A Avaliação Neuropsicológica da Aprendizagem é indicada em casos de:

  • baixo desempenho acadêmico;
  • desempenho desproporcional às capacidades do indivíduo ou esforço dispensado;
  • dificuldade de automatização de habilidades acadêmicas (leitura, escrita, execução de cálculos e resolução de problemas);
  • suspeita ou diagnóstico de Transtornos do Neurodesenvolvimento – Transtorno Específico de Aprendizagem (Discalculia ou Dislexia), Transtorno do Espectro Autista (TEA), Transtorno de Déficit de Atenção e Hiperatividade (TDAH);
  • existência de doenças de origem neurológica (ex.: acidente vascular cerebral, traumatismo crânio-encefálico, anóxia neonatal, epilepsias);
  • necessidade de planejamento terapêutico e monitoramento da resposta à intervenção.

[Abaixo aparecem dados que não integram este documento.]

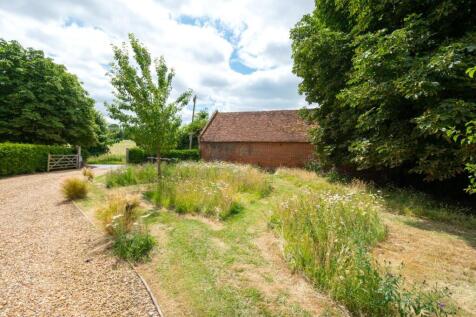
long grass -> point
(107, 158)
(210, 189)
(132, 175)
(74, 188)
(328, 232)
(123, 220)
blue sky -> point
(234, 54)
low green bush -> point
(107, 159)
(138, 155)
(133, 246)
(328, 237)
(74, 188)
(132, 175)
(19, 158)
(210, 189)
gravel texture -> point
(49, 263)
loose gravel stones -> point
(46, 267)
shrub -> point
(328, 237)
(107, 159)
(74, 188)
(138, 155)
(196, 196)
(208, 188)
(119, 213)
(132, 175)
(133, 246)
(88, 173)
(121, 218)
(18, 158)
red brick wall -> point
(269, 155)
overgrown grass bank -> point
(211, 189)
(328, 232)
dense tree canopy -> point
(141, 100)
(193, 128)
(388, 78)
(40, 102)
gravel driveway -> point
(47, 267)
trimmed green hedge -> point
(18, 158)
(138, 155)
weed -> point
(210, 189)
(328, 236)
(133, 246)
(119, 213)
(107, 159)
(74, 188)
(88, 173)
(132, 175)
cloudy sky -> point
(234, 54)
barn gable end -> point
(266, 138)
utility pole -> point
(190, 136)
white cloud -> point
(79, 35)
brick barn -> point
(266, 138)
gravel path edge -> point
(144, 282)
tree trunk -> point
(159, 171)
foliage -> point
(107, 159)
(17, 158)
(88, 173)
(208, 189)
(131, 175)
(116, 133)
(328, 233)
(134, 246)
(138, 155)
(194, 128)
(141, 100)
(102, 134)
(121, 218)
(40, 102)
(388, 77)
(119, 213)
(74, 188)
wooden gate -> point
(61, 162)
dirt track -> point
(48, 262)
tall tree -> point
(141, 100)
(388, 78)
(40, 102)
(193, 128)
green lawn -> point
(236, 267)
(116, 154)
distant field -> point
(116, 155)
(120, 148)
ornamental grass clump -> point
(213, 199)
(88, 173)
(74, 188)
(211, 189)
(122, 218)
(328, 237)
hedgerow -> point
(19, 158)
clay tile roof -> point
(256, 126)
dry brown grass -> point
(434, 253)
(74, 188)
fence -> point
(60, 162)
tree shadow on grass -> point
(468, 235)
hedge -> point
(19, 158)
(138, 155)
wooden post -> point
(78, 153)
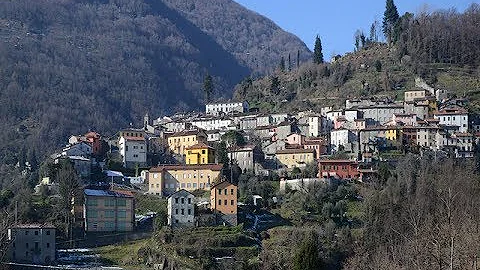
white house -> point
(341, 137)
(457, 117)
(314, 125)
(226, 108)
(133, 148)
(212, 123)
(81, 149)
(181, 209)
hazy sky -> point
(336, 21)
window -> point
(92, 202)
(109, 214)
(109, 202)
(122, 214)
(122, 202)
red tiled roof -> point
(130, 138)
(295, 151)
(185, 133)
(213, 167)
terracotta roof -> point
(221, 182)
(295, 151)
(460, 134)
(337, 161)
(451, 111)
(314, 142)
(213, 167)
(130, 138)
(199, 146)
(178, 191)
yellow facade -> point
(392, 134)
(178, 142)
(168, 179)
(200, 154)
(292, 158)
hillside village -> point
(195, 160)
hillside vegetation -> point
(435, 47)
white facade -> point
(133, 151)
(458, 119)
(79, 149)
(314, 125)
(381, 113)
(181, 209)
(32, 244)
(225, 108)
(341, 137)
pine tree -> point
(208, 87)
(307, 257)
(317, 51)
(289, 63)
(390, 21)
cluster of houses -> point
(175, 157)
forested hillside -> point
(68, 66)
(441, 47)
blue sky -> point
(336, 21)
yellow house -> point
(167, 179)
(179, 141)
(200, 153)
(292, 158)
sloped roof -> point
(167, 167)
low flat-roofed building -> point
(108, 211)
(166, 179)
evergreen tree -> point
(208, 87)
(390, 21)
(298, 58)
(289, 63)
(317, 51)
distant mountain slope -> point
(67, 66)
(253, 39)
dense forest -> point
(441, 47)
(69, 66)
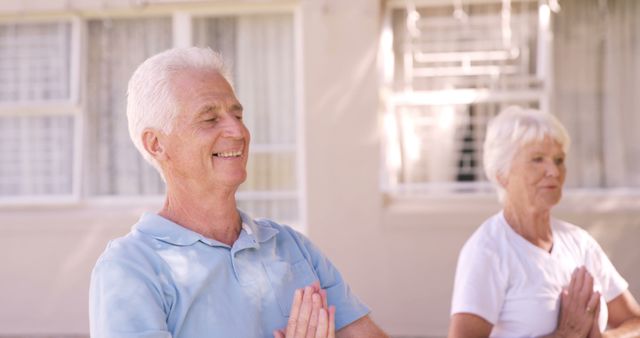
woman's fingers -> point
(586, 292)
(594, 303)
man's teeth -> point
(229, 154)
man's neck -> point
(213, 215)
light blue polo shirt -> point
(163, 280)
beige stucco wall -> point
(398, 255)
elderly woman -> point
(524, 273)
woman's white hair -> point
(513, 128)
(150, 100)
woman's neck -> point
(533, 225)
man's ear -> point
(151, 142)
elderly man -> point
(200, 267)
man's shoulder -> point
(130, 249)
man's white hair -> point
(150, 100)
(513, 128)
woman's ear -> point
(501, 178)
(152, 144)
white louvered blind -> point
(453, 67)
(115, 49)
(36, 123)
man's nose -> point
(233, 127)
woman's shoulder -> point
(489, 237)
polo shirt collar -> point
(167, 231)
(261, 232)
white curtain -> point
(36, 152)
(596, 76)
(115, 48)
(260, 51)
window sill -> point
(451, 209)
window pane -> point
(36, 155)
(34, 62)
(454, 67)
(115, 49)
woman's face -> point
(536, 176)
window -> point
(38, 112)
(40, 143)
(449, 68)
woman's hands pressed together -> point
(579, 307)
(310, 315)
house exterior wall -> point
(399, 255)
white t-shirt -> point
(516, 285)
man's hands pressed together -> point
(310, 315)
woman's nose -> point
(552, 169)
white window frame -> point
(182, 16)
(392, 99)
(412, 209)
(71, 107)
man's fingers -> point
(293, 314)
(305, 313)
(323, 324)
(315, 312)
(323, 295)
(332, 322)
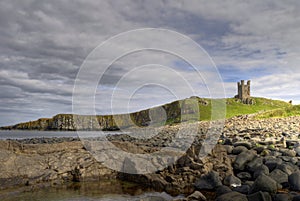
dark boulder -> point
(264, 183)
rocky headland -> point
(253, 160)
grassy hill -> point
(291, 110)
(235, 107)
(175, 112)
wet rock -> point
(221, 190)
(232, 181)
(242, 159)
(243, 144)
(296, 198)
(239, 149)
(261, 170)
(294, 181)
(288, 152)
(279, 176)
(244, 176)
(242, 189)
(232, 196)
(196, 196)
(208, 181)
(287, 168)
(282, 197)
(272, 163)
(259, 196)
(264, 183)
(253, 165)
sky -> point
(44, 44)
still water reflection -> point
(91, 191)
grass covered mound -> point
(168, 114)
(291, 110)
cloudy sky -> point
(43, 45)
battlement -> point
(243, 90)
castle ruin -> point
(244, 92)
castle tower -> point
(243, 90)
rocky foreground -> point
(253, 160)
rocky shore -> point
(253, 160)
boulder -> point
(239, 149)
(279, 176)
(294, 181)
(242, 159)
(259, 196)
(208, 181)
(281, 197)
(243, 144)
(232, 196)
(221, 190)
(264, 183)
(261, 170)
(232, 181)
(196, 196)
(244, 176)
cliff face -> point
(70, 122)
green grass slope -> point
(175, 112)
(235, 107)
(291, 110)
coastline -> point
(249, 153)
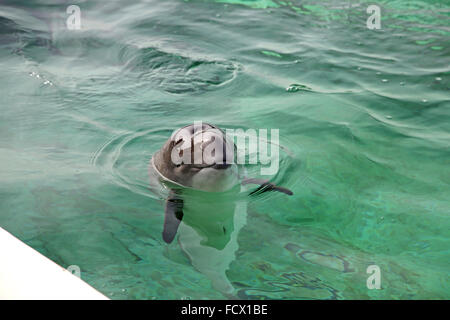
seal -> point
(197, 165)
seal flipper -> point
(173, 215)
(266, 185)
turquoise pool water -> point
(363, 117)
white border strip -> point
(25, 274)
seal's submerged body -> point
(197, 167)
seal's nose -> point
(221, 166)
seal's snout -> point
(221, 166)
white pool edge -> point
(25, 274)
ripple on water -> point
(178, 74)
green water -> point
(363, 117)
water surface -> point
(363, 117)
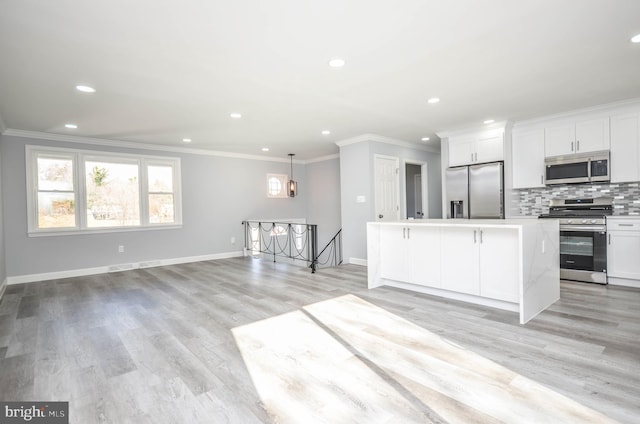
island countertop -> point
(475, 223)
(512, 264)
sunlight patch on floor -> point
(346, 360)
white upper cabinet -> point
(481, 147)
(625, 147)
(527, 157)
(570, 137)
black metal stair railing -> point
(332, 251)
(291, 240)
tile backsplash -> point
(535, 201)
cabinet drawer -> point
(623, 225)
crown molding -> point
(494, 127)
(322, 159)
(386, 140)
(622, 105)
(144, 146)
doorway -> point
(415, 190)
(387, 188)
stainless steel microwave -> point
(579, 168)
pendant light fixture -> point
(293, 186)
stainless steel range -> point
(583, 237)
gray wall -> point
(3, 268)
(357, 178)
(217, 194)
(323, 198)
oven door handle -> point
(583, 228)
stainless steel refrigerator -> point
(475, 191)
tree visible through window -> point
(56, 195)
(113, 195)
(78, 190)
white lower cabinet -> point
(411, 254)
(499, 264)
(482, 262)
(460, 260)
(623, 248)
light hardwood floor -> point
(243, 340)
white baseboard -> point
(625, 282)
(358, 261)
(30, 278)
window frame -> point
(79, 159)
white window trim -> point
(79, 157)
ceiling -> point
(166, 70)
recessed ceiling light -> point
(85, 89)
(336, 63)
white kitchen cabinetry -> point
(511, 264)
(625, 147)
(577, 137)
(527, 157)
(477, 148)
(460, 260)
(481, 261)
(411, 253)
(498, 264)
(623, 251)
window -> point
(97, 191)
(276, 185)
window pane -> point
(55, 174)
(161, 209)
(160, 179)
(56, 210)
(113, 198)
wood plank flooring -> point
(169, 344)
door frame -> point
(425, 188)
(399, 194)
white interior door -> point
(387, 188)
(417, 188)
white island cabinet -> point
(511, 264)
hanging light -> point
(293, 186)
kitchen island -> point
(511, 264)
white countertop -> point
(486, 223)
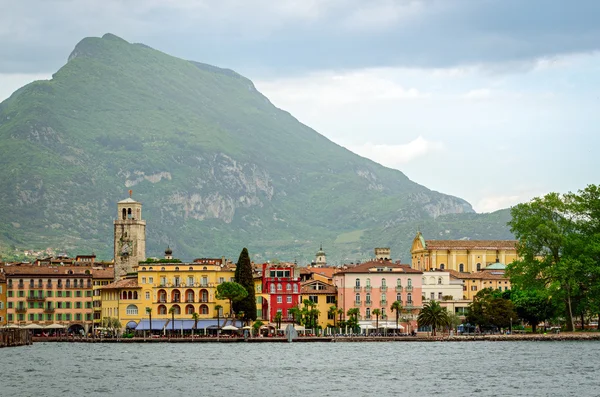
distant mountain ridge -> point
(216, 165)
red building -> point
(283, 287)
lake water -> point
(303, 369)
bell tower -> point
(129, 237)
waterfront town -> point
(132, 293)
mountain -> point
(215, 164)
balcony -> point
(35, 298)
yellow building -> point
(324, 295)
(2, 298)
(162, 285)
(493, 277)
(465, 256)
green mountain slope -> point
(215, 164)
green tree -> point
(397, 307)
(533, 306)
(377, 313)
(559, 248)
(243, 276)
(172, 313)
(231, 291)
(195, 317)
(433, 315)
(218, 309)
(278, 318)
(149, 312)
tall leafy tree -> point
(231, 291)
(243, 276)
(433, 315)
(559, 247)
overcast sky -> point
(494, 101)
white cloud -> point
(394, 156)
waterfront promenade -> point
(346, 339)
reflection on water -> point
(315, 369)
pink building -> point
(376, 285)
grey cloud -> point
(260, 38)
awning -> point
(178, 325)
(132, 325)
(157, 325)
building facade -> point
(376, 285)
(465, 256)
(129, 237)
(282, 284)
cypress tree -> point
(243, 276)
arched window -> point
(131, 310)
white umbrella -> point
(55, 326)
(33, 326)
(230, 328)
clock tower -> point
(129, 237)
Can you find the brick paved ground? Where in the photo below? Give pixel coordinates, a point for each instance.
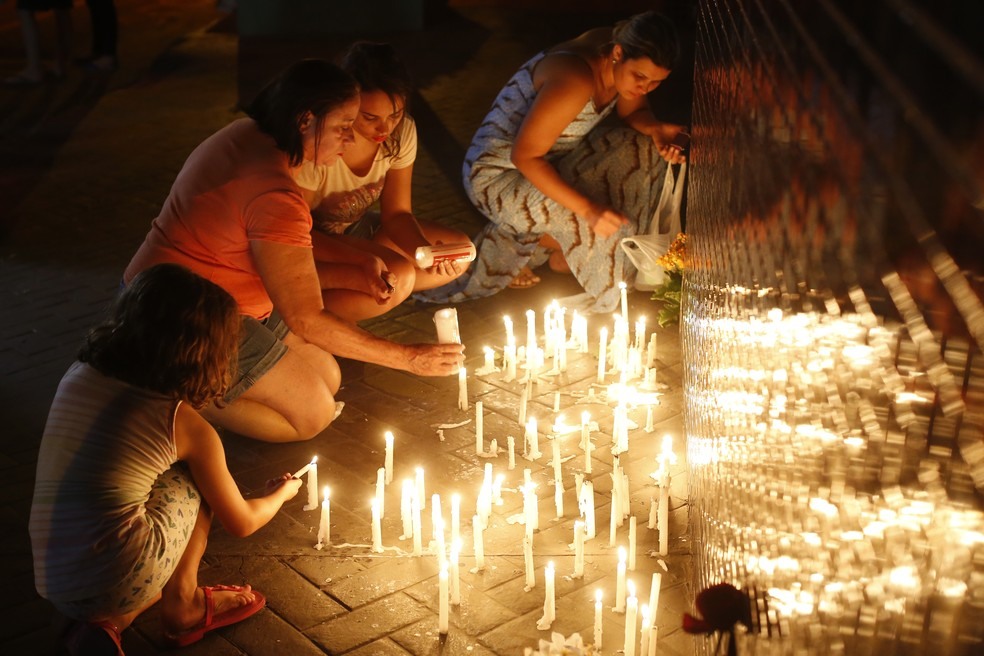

Assim, o neuropsicólogo busca: fornecer o perfil cognitivo da criança ou adolescente, considerando a sua etapa do desenvolvimento; verificar o desempenho em tarefas que demandam habilidades e competências acadêmicas; avaliar fatores contextuais, psíquicos e neurodesenvolvimentais que possam estar associados; indicar hipóteses diagnósticas; direcionar o plano terapêutico; e monitorar a resposta à intervenção.

Para isso, realiza: entrevistas com o pais ou cuidadores, equipe escolar e profissionais que acompanham o estudante; observações e entrevistas clínicas; uso de escalas, tarefas e testes padronizados que consideram o desempenho esperado de crianças e adolescentes da mesma idade e escolaridade; e avaliação de desempenho acadêmico. 

As habilidades cognitivas avaliadas são: percepção, atenção, memória, praxias, linguagem, velocidade de processamento, raciocínio, inteligência e funções executivas. As habilidades acadêmicas são: leitura, compreensão de texto, expressão escrita, codificação e transcodificação numérica, execução de cálculos e resolução de problemas matemáticos.

O número de sessões varia entre seis e oito encontros. Ao final, é apresentado o laudo neuropsicológico à família. No laudo, estão documentados o processo de avaliação, os resultados, conclusões e plano terapêutico. Nesse plano, pode-se considerar a necessidade intervenção remediativa, adequação curricular, psicoterapia individual e/ou familiar, consulta a outro(s) especialista(s) (neuropediatra, psiquiatra, fonoaudiólogo, etc.). Em caso de adequação curricular, a escola recebe sugestões específicas por área do conhecimento a fim de acomodar as situações de aprendizagem e as tarefas avaliativas.